LVT would drive business out of the country
We have received the following comments which suggest that the Campaign is not succeeding in putting over its message as clearly as it needs to…
Steve Hill: Unless (like a Tobin tax) a land value tax were implemented globally, you would drive thousands of businesses offshore. Why should Nissan, say, have a manufacturing plant in Sunderland which is taxed on acreage, rather than on the company’s UK profitability, irrespective of whether they are trading in a good year or one (like now, in the depths of recession, with General Motors in bankruptcy) where there are no profits. Self-evidently, they will ditch Sunderland and its workforce in five minutes flat and send Toyota cars to the UK from other plants abroad. How you collect tax on the resulting empty site from a bankrupt owner I leave to your imagination.
Response: You have not explained why LVT as proposed would drive business offshore. As you must know, most businesses are tenants. Economists have never challenged the claim that a tax on the rental value of land cannot be passed on but is passed backwards to landowners, as could be observed when business rates were different on either side of a local authority boundary eg Wandsworth/Lambeth. Total occupation costs were the same, as is predictable according to Ricardo’s Law of Rent.
Landowners would be forced to price keenly to avoid getting stuck with no tenants to provide the income to pay the LVT bill. And a reduction in labour-related taxes would make the country more attractive. New business would be drawn in because land prices would be lower and firms would not have to find the up-front money for the land acquisition.
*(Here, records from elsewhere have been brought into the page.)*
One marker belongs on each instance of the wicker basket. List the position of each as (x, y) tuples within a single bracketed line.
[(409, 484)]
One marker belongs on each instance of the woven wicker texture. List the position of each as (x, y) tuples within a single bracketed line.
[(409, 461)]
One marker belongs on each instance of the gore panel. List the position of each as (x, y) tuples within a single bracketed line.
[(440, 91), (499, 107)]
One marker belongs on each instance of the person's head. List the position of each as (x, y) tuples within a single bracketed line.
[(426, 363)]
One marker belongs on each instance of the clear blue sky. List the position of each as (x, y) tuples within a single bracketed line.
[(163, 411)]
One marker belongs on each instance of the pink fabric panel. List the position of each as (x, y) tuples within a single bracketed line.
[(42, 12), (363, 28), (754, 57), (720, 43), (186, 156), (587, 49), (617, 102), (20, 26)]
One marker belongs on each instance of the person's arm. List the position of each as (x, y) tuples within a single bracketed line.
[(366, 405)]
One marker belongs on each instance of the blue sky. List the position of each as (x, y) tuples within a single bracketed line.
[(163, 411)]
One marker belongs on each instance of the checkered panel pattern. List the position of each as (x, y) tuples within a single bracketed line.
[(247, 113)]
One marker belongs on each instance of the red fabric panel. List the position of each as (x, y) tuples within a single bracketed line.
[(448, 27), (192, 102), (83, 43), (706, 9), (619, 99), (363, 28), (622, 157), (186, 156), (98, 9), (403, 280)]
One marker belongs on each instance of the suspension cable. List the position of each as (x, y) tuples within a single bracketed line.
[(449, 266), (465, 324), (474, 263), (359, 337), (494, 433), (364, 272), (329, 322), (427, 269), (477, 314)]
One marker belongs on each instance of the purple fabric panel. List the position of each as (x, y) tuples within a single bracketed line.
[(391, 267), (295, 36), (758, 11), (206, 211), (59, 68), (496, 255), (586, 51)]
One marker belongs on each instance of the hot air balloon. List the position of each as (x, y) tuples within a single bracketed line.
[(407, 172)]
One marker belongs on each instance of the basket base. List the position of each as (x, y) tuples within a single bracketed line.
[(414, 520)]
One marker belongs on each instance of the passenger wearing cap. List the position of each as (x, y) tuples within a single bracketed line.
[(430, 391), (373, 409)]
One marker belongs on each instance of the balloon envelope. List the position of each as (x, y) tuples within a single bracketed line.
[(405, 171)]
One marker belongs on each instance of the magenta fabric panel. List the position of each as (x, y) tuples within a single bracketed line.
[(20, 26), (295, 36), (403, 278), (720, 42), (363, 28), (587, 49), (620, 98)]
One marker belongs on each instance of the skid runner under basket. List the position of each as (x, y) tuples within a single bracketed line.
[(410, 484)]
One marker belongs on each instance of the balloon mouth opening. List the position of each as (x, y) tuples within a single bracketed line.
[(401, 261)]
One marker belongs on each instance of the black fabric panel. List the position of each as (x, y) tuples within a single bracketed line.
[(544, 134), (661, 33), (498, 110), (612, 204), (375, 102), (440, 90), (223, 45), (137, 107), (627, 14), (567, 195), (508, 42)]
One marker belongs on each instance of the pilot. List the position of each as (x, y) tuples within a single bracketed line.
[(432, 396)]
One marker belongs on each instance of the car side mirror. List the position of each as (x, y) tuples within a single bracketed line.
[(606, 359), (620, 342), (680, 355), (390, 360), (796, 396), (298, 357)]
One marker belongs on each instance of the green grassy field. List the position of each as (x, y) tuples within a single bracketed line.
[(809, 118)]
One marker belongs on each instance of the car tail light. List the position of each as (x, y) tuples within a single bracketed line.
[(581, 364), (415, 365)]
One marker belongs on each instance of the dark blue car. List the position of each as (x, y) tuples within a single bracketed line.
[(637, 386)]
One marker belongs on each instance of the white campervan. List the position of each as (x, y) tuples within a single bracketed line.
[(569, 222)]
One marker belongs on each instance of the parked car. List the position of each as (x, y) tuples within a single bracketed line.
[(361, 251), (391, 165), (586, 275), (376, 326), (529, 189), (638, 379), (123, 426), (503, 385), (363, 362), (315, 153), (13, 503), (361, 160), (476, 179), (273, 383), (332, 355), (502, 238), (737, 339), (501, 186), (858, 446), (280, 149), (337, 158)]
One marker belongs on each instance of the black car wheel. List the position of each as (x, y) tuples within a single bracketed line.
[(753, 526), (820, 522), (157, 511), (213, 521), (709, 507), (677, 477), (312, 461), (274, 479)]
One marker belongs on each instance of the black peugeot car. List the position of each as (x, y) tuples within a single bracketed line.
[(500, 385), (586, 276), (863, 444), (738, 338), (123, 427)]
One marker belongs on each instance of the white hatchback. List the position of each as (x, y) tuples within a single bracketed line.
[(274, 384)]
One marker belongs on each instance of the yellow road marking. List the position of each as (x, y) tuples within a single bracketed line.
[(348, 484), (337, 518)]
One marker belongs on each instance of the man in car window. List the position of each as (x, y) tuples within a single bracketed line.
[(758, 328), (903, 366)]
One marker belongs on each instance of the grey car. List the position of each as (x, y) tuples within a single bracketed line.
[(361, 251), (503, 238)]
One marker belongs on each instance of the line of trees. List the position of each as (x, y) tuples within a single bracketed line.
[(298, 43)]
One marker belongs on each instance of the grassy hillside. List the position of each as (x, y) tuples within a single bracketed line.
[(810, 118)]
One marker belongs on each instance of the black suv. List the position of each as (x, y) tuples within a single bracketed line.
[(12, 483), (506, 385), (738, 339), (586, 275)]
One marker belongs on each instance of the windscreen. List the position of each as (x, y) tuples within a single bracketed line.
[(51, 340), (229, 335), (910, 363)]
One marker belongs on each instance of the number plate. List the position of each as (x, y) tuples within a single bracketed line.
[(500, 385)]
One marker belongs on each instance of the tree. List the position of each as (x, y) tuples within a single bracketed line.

Nissan in Sunderland would surely be delighted to have a shift from existing taxes to LVT. They would cease to be levied rates on their valuable buildings and plant, and pay only on the value of the site, which is low (not, as you state, on acreage). With reduced labour costs, the company’s high transport bill would fall, and with a reduction in the price of marginal labour, it would be an attractive proposition to expand their plant or transfer production into the UK.